In the present day, Amazon Web Services (AWS) continues to be the undisputed leader in the cloud sector, but Microsoft is rapidly closing the gap at a dizzying pace. Although Microsoft does not disclose the revenue figures for its Azure cloud infrastructure, analysts’ estimates indicate that five years ago it was half the size of AWS. Now, it is estimated to be approximately three-quarters the size of its main rival.
A significant part of Microsoft’s recent momentum is due to artificial intelligence (AI). Amy Hood, the company’s chief financial officer, highlighted on the January 30 earnings call that revenue growth in the Azure and cloud services division benefited by 6 percentage points from AI in the last period, compared to 3 points in the previous quarter. Overall, Azure’s revenue grew by 30% in the quarter, compared to 13% year-over-year growth at Amazon Web Services.
Microsoft has been incorporating graphics processing units (GPU) into its data centers so that customers can run AI models on Azure. This includes GPT-4, a large language model that allows text conversations with OpenAI’s ChatGPT chatbot. Many companies have been adding similar generative AI capabilities to their products.
AWS took months to introduce a model that could compete with GPT 3.5 and GPT-4. Now, the company is offering a series of models in addition to its own, including one from Anthropic, in which Amazon has invested. On the fourth-quarter earnings call, Amazon CEO Andy Jassy mentioned that AWS offers “the broadest collection of compute instances with Nvidia chips,” and that customers like Airbnb, OpenAI, and Snap are using their own AI processors.
An AWS spokesperson referred to Jassy’s earnings call comments, including that the company added more incremental revenue in the quarter than “any other cloud provider, as far as we know.”
Amazon also expects that generative AI could generate billions of dollars in revenue for Amazon in the coming years, although the competition is tough.
Currently, Azure is growing much faster. As cloud infrastructure has become a more significant part of Microsoft, representing around 30% of the company’s total revenue, it has also become a significant contributor to earnings.
Microsoft, which recently surpassed Apple to become the world’s most valuable public company, generated nearly $83 billion in net revenue in 2023, up from $67 billion the previous year. The Intelligent Cloud segment containing Azure generated 46% of Microsoft’s total operating income, up from approximately 27% in 2016.
In addition to providing basic computing and storage services, Microsoft offers a variety of services for developers, including high-margin databases and monitoring tools.
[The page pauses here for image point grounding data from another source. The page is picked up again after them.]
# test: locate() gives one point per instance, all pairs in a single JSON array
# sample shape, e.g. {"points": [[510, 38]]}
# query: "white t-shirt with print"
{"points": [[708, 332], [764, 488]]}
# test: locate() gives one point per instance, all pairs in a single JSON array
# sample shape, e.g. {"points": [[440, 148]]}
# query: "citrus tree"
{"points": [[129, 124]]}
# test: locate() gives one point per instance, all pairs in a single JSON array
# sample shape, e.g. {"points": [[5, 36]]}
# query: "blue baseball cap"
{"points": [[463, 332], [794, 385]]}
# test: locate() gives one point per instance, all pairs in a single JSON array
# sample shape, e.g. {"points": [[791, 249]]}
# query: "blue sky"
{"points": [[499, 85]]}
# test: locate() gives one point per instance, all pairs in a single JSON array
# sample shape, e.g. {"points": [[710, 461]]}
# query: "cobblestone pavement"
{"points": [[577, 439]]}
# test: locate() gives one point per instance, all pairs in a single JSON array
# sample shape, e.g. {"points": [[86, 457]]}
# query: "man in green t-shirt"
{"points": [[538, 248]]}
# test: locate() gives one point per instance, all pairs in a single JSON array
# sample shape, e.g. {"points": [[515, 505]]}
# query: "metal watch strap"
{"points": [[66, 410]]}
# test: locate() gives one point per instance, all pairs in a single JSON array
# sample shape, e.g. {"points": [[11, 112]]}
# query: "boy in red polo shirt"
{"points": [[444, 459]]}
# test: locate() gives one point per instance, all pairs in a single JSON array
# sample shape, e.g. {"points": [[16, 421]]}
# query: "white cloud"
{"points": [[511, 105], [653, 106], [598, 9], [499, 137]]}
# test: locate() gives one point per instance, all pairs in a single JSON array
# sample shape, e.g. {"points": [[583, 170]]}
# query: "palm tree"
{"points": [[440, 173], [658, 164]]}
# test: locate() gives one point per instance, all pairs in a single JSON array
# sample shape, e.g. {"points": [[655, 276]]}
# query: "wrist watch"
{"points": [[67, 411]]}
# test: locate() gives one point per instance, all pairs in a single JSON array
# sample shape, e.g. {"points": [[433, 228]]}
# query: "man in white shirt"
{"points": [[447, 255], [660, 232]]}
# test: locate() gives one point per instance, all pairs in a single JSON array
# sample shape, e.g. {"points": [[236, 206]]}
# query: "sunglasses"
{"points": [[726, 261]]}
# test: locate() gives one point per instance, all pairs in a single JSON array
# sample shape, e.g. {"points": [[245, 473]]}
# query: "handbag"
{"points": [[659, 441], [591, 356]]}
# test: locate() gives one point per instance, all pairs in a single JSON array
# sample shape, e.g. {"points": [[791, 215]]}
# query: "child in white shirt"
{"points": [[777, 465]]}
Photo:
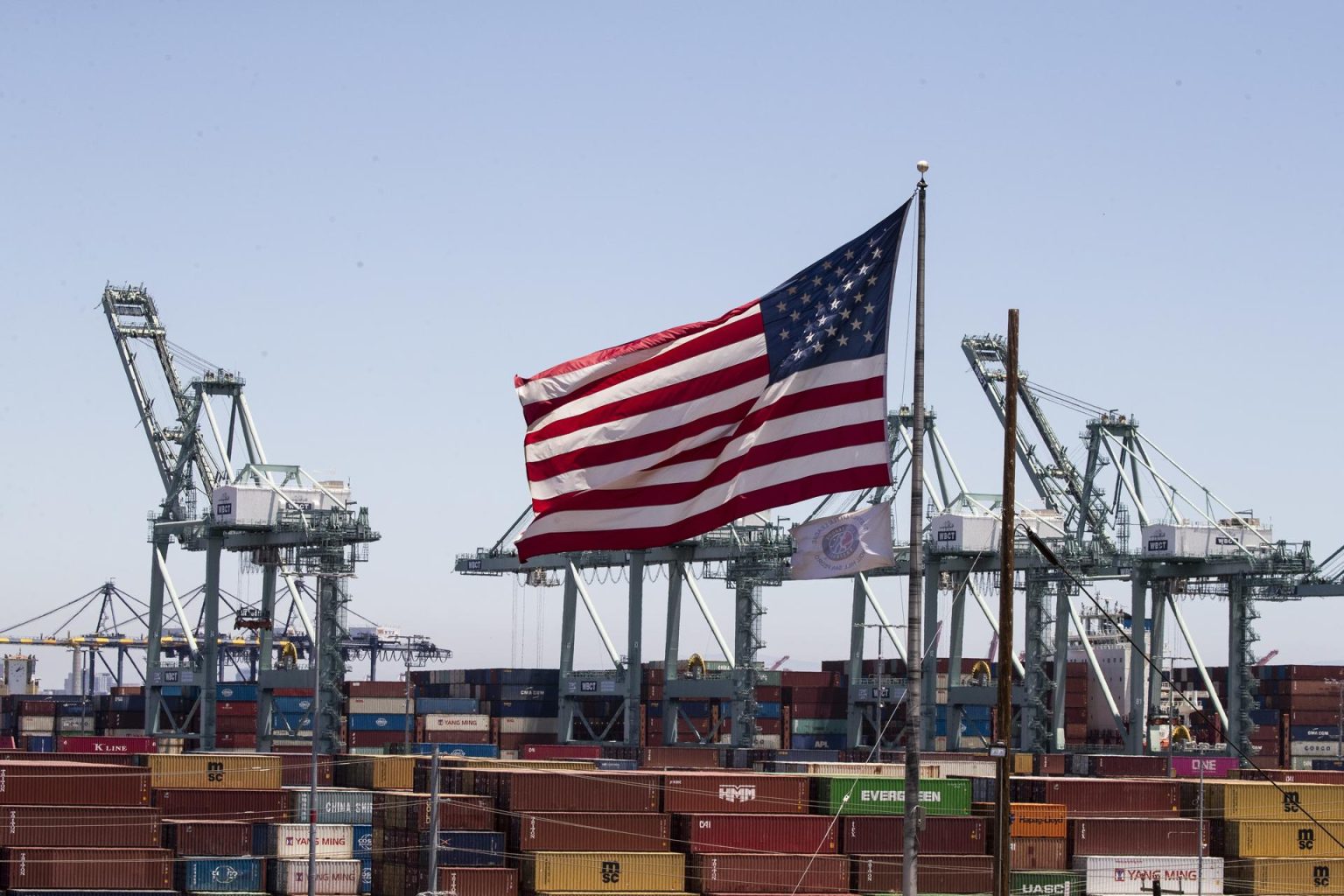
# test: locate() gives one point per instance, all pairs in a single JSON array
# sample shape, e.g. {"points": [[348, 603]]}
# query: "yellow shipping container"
{"points": [[1254, 801], [215, 770], [1284, 840], [1285, 876], [604, 872]]}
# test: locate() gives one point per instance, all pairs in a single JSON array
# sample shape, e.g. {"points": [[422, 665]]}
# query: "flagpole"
{"points": [[914, 634]]}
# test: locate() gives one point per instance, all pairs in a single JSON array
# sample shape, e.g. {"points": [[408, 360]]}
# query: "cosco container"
{"points": [[333, 876], [887, 795], [589, 871], [1135, 875], [735, 793], [767, 873], [579, 830], [215, 770], [942, 835], [933, 873], [732, 833], [215, 875]]}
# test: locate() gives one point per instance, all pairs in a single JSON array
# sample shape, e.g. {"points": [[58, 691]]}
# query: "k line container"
{"points": [[1135, 875], [732, 833], [217, 875], [766, 873], [579, 830], [933, 875], [589, 871], [215, 771], [78, 826], [735, 793]]}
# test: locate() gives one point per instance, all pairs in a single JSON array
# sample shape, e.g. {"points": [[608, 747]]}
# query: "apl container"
{"points": [[591, 871], [1135, 875], [220, 875]]}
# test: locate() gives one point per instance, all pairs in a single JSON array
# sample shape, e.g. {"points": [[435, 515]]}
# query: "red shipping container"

Gross margin in Microsoft’s cloud group expanded from 42% in 2016 to 72% in the most recent quarter. The division includes commercial Office subscriptions, the commercial part of LinkedIn, and the enterprise software Dynamics 365, as well as Azure. Hood has said that efficiency gains could come from improvements in energy, cooling, data center design, chips, and software.
Yun Kim, an analyst at Loop Capital, said in a note that Azure’s revenue growth is expected to accelerate.
“We expect their Azure business to accelerate from the next fiscal year (or C2H) as tailwinds from new workloads from both new cloud deployments and GenAI initiatives significantly intensify,” he wrote.